The article, “A Global Phylogenomic Analysis of the Shiitake Genus Lentinula,” by Hibbett, the study’s principal investigator, reports the first in-depth genomic survey of a genus of Agaricomycetes, the fungi that include most of the world’s mushrooms. Since 1997, Hibbett has authored nine PNAS articles — and nearly 200 other publications, including in Science and Nature — that explore the evolution and ecology of these fungi.

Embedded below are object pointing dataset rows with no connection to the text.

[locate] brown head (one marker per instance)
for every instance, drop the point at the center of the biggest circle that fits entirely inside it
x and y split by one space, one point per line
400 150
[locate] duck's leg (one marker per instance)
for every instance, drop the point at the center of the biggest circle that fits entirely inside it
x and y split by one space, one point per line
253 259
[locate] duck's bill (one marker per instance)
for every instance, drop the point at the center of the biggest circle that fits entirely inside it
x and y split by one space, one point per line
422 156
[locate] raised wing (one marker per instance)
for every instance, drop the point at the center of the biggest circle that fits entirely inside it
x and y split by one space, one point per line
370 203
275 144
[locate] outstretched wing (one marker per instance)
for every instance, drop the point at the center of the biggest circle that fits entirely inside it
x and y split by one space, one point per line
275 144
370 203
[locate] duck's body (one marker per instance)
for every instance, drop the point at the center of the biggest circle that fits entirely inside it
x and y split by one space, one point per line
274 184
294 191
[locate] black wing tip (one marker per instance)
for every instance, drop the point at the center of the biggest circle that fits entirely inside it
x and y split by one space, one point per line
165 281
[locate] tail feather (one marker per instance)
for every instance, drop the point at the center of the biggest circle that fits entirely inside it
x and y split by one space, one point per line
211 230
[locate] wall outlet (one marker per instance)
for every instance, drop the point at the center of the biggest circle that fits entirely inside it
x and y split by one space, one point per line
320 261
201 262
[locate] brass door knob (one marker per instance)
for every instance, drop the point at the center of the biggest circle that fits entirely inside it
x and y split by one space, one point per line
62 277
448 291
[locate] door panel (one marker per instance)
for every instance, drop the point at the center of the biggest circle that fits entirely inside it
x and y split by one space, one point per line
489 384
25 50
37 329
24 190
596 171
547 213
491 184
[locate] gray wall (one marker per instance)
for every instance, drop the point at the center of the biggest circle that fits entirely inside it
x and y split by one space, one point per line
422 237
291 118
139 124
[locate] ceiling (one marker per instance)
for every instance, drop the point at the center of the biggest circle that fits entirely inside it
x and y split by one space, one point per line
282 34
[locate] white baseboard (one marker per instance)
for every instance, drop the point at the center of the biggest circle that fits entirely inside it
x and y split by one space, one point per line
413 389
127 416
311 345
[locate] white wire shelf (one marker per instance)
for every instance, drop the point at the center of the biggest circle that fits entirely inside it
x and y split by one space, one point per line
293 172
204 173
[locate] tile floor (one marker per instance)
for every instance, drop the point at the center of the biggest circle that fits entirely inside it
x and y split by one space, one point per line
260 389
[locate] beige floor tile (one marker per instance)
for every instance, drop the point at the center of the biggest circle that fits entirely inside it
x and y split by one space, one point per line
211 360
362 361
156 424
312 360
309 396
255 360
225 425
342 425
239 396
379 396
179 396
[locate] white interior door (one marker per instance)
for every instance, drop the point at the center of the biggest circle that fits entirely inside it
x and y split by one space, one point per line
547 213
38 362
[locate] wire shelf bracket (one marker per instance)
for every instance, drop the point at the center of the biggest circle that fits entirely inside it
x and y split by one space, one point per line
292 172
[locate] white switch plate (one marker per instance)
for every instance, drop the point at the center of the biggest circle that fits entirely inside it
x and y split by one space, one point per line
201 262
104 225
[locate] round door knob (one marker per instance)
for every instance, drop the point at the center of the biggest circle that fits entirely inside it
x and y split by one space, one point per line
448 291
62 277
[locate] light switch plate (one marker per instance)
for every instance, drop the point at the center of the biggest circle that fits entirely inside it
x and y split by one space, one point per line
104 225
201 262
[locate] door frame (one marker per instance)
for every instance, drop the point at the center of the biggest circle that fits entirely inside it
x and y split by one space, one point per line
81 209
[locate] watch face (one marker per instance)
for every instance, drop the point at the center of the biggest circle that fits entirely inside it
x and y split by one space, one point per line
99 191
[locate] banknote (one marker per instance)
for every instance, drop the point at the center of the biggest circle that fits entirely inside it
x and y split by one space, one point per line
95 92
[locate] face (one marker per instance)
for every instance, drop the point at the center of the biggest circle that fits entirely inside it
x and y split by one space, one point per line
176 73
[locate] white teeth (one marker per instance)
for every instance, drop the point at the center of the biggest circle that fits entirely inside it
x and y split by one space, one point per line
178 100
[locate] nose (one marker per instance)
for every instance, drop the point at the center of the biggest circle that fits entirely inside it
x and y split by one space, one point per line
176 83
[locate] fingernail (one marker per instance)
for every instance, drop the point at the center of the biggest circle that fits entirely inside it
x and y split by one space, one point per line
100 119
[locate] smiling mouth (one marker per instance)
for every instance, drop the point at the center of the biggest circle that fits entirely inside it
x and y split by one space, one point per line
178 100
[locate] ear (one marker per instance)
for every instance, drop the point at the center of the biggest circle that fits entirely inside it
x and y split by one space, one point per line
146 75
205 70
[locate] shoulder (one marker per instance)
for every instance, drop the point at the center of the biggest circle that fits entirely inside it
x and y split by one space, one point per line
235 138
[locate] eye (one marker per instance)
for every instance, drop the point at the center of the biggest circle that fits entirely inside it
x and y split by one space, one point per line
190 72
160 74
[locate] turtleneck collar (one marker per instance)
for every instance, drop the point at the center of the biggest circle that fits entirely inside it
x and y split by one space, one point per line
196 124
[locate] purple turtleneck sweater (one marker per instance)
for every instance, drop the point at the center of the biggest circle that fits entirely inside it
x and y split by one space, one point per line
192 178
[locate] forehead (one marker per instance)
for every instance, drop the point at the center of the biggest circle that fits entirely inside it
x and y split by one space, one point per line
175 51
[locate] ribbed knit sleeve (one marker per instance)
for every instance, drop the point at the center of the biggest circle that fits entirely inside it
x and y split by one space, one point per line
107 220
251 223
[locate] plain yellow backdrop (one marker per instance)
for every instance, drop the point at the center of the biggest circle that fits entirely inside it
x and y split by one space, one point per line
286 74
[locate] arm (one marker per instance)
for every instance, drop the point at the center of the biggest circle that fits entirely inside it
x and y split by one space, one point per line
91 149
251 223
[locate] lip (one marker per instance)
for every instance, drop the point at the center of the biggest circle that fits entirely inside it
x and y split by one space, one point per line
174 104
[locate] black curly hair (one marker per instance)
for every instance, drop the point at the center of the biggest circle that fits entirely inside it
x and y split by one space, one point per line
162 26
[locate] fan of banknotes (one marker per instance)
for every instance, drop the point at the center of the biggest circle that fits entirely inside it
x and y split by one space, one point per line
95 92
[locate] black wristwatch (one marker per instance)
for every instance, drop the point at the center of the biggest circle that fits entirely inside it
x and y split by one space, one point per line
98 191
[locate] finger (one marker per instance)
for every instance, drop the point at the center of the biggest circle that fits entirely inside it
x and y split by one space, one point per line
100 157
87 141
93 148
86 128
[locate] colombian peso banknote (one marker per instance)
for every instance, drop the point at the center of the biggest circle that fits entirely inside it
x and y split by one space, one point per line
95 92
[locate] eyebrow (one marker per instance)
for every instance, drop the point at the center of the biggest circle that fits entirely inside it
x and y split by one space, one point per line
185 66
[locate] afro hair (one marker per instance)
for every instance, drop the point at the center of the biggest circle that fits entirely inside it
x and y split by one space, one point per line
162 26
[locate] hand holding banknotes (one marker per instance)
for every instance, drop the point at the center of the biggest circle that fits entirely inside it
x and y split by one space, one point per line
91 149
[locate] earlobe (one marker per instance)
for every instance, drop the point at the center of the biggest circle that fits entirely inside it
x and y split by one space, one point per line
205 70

In addition to its revered culinary qualities, shiitake possess other characteristics that, if better understood, could help improve the process of obtaining energy from plants. First emerging 28 million years ago, the shiitake mushroom belongs to the genus Lentinula, which are white rot fungi that break down organic substances such as cellulose, hemicellulose, and, most importantly, lignin, the cellular material forming the tough, fibrous parts of wood.
“Lignin,” Hibbett explains, “is the major barrier to producing bioethanol from coarse plant material.”
To better understand the evolution of Lentinula, the researchers completed sequencing of 24 new mushroom genomes from Asia — where shiitake, or Lentinula edodes, originated — Australasia, and the Americas, and assembled genomes from 60 existing sequences.
“When we went in and looked at all of these Lentinula genomes, what we found is that they’re pretty much all the same in terms of the repertoire of wood decay enzymes,” Hibbett told Genome Insider, a podcast produced by the U.S. Department of Energy Joint Genome Institute (JGI), which has supported the project through its Community Science Program.
The American shiitake, Lentinula raphanica, for example, has adapted to habitats from Alabama to Brazil, “suggesting that the same decay-related enzymes are useful in a wide range of environments,” according to the researchers.
The researchers also studied genes that encode enzymes involved in production of the unique aroma of shiitake mushrooms, identifying specific genes unique to Lentinula.
An American Association for the Advancement of Science Fellow, Hibbett began studying Lentinula as a doctoral student at Duke University in the late 1980s, continuing his work as a post-doctoral researcher at Japan’s Tottori Mycological Institute, the world’s leading center for shiitake research, in 1991-92. He returned to the United States for a second post-doctoral appointment at Harvard University before joining the faculty of Clark University in 1999.
Since childhood, he has eaten — and grown to appreciate — shiitake mushrooms. His mother’s side of the family comes from Japan, where shiitake got their name: shii for the oak tree where they often grow, and take, the Japanese word for mushroom.
Now the second most cultivated mushroom in the world, shiitake were first grown and harvested in China between 1000 and 1100 A.D. Species of Lentinula can be found everywhere except Europe, Africa, and the polar regions — “as far as we know, that is,” Hibbett
In addition to JGI’s Community Science Program, Hibbett’s Lentinula project received funding from the National Science Foundation.